Die CSU Mühlen bot ihren Mitgliedern und anderen Interessierten eine Besichtigung der Neumarkter Lammsbräu an. Brauereibesitzer Dr. Franz Ehrnsperger übernahm die Führung zusammen mit Umweltbeauftragtem Thomas Weiß selbst und informierte die Teilnehmer über die Produktionsabläufe in der Brauerei. Dabei wies er insbesondere auf die Besonderheiten der Erzeugung ökologischer Lebensmittel hin, bei der die Brauerei mehrfach Pionierarbeit geleistet habe. Breiten Raum nahmen in der Diskussion mit den Teilnehmern die verschiedenen Aspekte und möglichen Auswirkungen eines Einsatzes grüner Gentechnik in der Landwirtschaft ein. Man kam zusammen zur Auffassung, daß die derzeit geplanten Regelungen wie beispielsweise Abstandsflächen von nur wenigen hundert Metern bei kilometerweitem Pollenflug in keiner Weise für einen akzeptabeln Verbraucherschutz ausreichen würden. CSU-Ortsverbandsvorsitzender Werner Thumann nahm hierzu klar Stellung und erklärte eindeutig, daß er die Bemühungen um einen gentechnikfreien Landkreis Neumarkt in jeder Hinsicht unterstütze. Eine gentechnikfreie, zünftige Brotzeit mit geselligem Beisammensein rundete den Tag ab.

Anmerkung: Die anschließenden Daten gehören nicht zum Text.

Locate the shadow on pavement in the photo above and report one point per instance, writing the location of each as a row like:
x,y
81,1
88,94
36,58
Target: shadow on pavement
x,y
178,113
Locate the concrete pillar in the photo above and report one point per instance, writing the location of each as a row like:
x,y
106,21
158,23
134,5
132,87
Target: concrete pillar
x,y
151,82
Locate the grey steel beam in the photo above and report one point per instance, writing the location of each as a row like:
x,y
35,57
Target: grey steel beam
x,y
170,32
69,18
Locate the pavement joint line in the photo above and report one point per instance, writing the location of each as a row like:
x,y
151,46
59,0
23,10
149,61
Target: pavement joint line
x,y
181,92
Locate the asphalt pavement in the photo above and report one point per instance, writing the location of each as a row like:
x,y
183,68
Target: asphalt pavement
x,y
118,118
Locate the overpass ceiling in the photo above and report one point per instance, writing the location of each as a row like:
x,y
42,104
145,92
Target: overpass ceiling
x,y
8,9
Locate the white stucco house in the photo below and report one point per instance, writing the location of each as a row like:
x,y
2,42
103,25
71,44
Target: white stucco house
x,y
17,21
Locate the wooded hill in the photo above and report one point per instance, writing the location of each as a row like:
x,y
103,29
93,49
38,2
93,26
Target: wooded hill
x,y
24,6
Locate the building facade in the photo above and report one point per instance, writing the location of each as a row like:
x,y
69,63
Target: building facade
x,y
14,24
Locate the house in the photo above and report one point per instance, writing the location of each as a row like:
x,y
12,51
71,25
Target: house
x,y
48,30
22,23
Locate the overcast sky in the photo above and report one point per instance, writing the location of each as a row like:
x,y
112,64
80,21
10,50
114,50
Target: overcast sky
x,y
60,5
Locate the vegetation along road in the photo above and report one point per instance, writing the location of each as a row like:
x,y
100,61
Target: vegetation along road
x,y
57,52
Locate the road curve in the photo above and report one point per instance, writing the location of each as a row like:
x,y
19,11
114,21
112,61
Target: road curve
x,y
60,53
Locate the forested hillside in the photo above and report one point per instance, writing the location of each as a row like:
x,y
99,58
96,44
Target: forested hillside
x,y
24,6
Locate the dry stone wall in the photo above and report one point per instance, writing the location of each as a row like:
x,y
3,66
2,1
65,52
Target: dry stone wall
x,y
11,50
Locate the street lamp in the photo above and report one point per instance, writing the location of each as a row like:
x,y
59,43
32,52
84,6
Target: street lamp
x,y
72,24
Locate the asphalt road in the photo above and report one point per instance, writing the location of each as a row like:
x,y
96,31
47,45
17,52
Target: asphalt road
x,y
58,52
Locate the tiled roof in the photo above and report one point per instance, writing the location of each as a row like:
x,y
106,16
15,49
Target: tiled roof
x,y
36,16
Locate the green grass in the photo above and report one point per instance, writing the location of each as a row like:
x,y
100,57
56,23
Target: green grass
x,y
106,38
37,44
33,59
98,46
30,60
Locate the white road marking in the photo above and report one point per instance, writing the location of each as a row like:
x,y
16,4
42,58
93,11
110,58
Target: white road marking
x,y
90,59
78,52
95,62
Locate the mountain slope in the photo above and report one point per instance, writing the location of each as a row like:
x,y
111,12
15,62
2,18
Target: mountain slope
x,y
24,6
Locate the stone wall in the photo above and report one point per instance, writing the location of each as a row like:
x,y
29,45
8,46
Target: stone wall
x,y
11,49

Kurz vor der Eröffnung des neuen Umweltbildungs- und Regionalentwicklungs-zentrums HAUS AM HABSBERG besichtigte der CSU-Ortsverband Mühlen diese neue Einrichtung des Landkreises Neumarkt. Die Führung leitete Werner Thuman. Die fachliche Leitung und Programmgestaltung wurde dem Landschaftspflegeverband Neumarkt übertragen. Das HAUS AM HABSBERG will den gesellschaftlichen Diskurs über heutige Lebensgewohnheiten und Lebensstile und deren Auswirkungen auf das Wirtschaftsleben, die Umwelt, soziale Verpflechtungen sowie kulturelle Hintergründe pflegen. Schwerpunktthemen im neuen Bildungshaus werden die regionale Kreislaufwirtschaft sowie die traditionelle bäuerliche Selbstversorgerwirtschaft, Ernährung, Gesundheit und Bewegung sein. Ein weiteres Thema ist die vielseitige Verwendung von Holz als Energieträger und als Baustoff. Als Plattform für Umweltbildung und Regionalentwicklung in der westlichen Oberpfalz finden auch die Themen sanfte Tourismusentwicklung sowie Gartenkultur, Landschaftspflege und Naturschutz hier eine Heimat unter einem Dach. Besonders angetan waren die Teilnehmer von der Architektur des Hauses, das in Grundriss und Form an ein oberpfälzer Bauernhauses angelehnt ist, durch das Architektenehepaar Berschneider jedoch eine sehr moderne Formensprache erhalten hat. Die Außenanlagen umfassen Bauerngarten, Streuobstwiese und Wildobsthecke.